To further assess the potential effect of the prognostic Treg markers on immunotherapeutic treatment, the correlations between risk score and inflammatory metagenes were then determined. The findings demonstrated that risk score had significant weak correlations with 4 metagene clusters, including IgG (cor=−0.22), interferon (cor=0.22), LCK (cor=−0.31) and MHC-II (cor=−0.17) (Fig. 7A). In addition, the TCR repertoire analysis revealed that the high-risk group had lower TCR Shannon diversity (P<0.0001; Fig. 7B) and lower TCR richness (P<0.0001; Fig. 7C) than the low-risk group, suggesting a reduced capacity to recognize neoantigens in the high-risk group. Furthermore, considering the association between tumor mutation and immune response, the tumor mutation burden (TMB) score was assessed and the results revealed that the TMB of the high-risk group was markedly higher than that of the low-risk group (Fig. 7D). These findings indicate that the prognostic Treg-related markers may affect immune response and therapeutics in patients with LUAD.

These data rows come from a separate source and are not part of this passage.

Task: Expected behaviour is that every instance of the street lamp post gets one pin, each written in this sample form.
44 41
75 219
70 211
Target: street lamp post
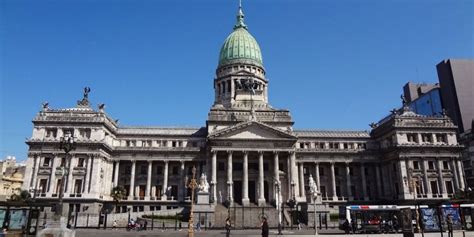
67 144
314 191
278 204
58 226
192 185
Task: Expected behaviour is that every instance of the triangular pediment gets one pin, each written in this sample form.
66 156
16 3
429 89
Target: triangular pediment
251 130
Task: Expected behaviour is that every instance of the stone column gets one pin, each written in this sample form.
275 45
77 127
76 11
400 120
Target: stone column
52 180
379 181
182 184
261 198
301 180
276 172
294 174
165 181
348 183
316 176
455 174
245 182
333 182
88 174
461 175
364 184
442 185
35 172
131 192
230 195
426 180
72 163
214 176
117 168
148 180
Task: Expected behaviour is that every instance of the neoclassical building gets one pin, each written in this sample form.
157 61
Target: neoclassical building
245 148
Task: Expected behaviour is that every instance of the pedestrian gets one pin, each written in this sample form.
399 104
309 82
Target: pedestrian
450 225
228 225
354 226
3 233
264 227
346 226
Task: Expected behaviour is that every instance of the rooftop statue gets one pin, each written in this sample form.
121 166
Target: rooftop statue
313 187
203 186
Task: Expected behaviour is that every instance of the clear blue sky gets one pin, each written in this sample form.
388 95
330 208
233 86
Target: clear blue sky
334 64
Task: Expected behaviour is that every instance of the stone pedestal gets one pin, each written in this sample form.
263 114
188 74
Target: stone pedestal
57 229
246 202
202 198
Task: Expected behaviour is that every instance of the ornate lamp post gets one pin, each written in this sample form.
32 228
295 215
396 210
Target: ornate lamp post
192 185
67 144
278 204
314 197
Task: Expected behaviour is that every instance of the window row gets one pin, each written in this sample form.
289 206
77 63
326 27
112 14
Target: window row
332 145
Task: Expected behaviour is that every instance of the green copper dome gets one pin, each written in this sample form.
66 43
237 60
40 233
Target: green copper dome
240 45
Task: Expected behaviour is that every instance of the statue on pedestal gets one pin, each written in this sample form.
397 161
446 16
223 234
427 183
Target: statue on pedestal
203 186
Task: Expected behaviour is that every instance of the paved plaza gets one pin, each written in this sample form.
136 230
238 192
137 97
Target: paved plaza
252 233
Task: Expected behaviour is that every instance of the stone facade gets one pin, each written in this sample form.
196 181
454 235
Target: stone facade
246 149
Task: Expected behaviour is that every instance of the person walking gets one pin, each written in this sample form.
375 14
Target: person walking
264 227
227 227
450 225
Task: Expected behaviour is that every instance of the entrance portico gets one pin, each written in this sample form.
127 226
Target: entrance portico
244 153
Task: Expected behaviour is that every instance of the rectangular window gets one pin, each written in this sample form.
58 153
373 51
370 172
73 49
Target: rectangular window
411 137
426 138
78 186
445 165
416 165
431 165
143 169
434 187
51 132
449 187
441 138
80 163
175 170
46 162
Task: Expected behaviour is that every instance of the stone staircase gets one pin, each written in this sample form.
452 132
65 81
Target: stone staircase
246 217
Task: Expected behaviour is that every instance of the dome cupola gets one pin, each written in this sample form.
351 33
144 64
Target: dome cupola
240 46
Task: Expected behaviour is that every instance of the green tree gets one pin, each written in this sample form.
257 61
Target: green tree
118 193
22 196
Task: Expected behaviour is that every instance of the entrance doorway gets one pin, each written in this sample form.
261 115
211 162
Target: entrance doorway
252 192
238 191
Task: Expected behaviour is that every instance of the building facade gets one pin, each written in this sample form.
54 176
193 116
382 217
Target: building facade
11 177
246 149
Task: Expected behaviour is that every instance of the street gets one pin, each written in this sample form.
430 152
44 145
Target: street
251 233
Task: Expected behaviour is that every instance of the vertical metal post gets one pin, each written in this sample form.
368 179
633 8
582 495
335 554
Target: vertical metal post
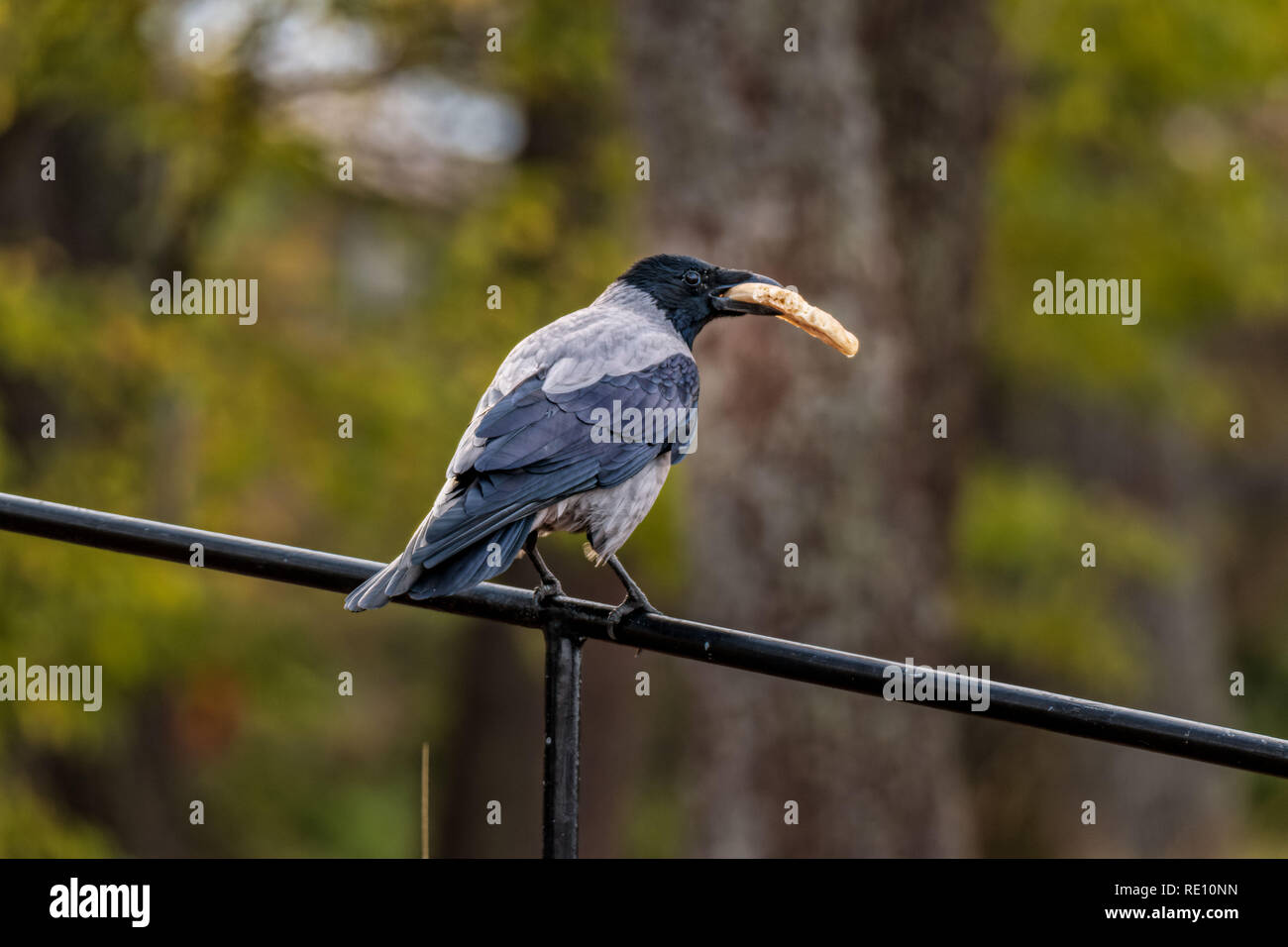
563 742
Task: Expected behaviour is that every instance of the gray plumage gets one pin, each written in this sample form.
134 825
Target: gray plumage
528 460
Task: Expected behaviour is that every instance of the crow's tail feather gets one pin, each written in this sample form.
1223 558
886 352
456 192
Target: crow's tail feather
478 562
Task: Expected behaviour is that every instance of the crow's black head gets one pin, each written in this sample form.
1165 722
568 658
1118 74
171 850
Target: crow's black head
691 290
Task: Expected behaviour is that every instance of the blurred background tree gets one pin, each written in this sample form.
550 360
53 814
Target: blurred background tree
516 169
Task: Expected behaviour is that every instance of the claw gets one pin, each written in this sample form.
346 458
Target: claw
632 603
545 591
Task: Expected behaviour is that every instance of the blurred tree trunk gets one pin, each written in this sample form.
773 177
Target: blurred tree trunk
815 167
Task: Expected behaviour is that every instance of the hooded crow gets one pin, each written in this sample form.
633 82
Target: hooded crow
579 429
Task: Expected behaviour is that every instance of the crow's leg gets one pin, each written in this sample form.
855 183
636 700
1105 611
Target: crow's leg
635 598
550 586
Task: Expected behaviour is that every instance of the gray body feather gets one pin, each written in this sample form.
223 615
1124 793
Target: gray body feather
528 460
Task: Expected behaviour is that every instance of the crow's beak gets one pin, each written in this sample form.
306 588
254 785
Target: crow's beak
759 294
720 302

To further evaluate the role of prognostic Treg-related genes, genes that were strongly correlated with the Treg-related risk score were identified. After correlation analysis, 33 genes were determined to be negatively correlated with the risk score and 4 genes were positively correlated (|cor| >0.5; adj.P<0.05; Fig. 8A and Table SVII). These genes were mainly associated with metabolic biological processes, such as ‘ADP catabolic process’, ‘pyridine nucleotide catabolic process’ and ‘purine nucleoside diphosphate catabolic process’ (Fig. 8B and Table SVIII) and KEGG pathways such as ‘Glycolysis/Gluconeogenesis’, ‘HIF-1 signaling pathway’, ‘Carbon metabolism’ and ‘Pyruvate metabolism’ (Fig. 8C and Table SIX). These results suggest the potential role of the prognostic Treg markers in metabolism.

The expression levels of these genes in the TCGA-LUAD cohort were examined and it was found that the CENPM, PTTG1, ZC3H12D and ZNF101 expression levels were significantly upregulated, while CISH, GLCCI1, IKZF4 and MAGEH1 were significantly downregulated in the tumor tissues (Fig. 9A). Clinical samples were then collected to assess the expression levels of these 8 genes and it was found that the levels were altered consistently with the TCGA-LUAD results (Fig. 9B). The protein expression levels of CENPM, ZNF101, MAGEH1 and IKZF4 in the clinical samples were also examined. The results showed that CENPM and ZNF101 were significantly increased, while MAGEH1 and IKZF4 were reduced in the tumor tissues (Fig. 9C and D). These findings indicate that the expression levels of these genes were reproducible in the independent clinical LUAD samples.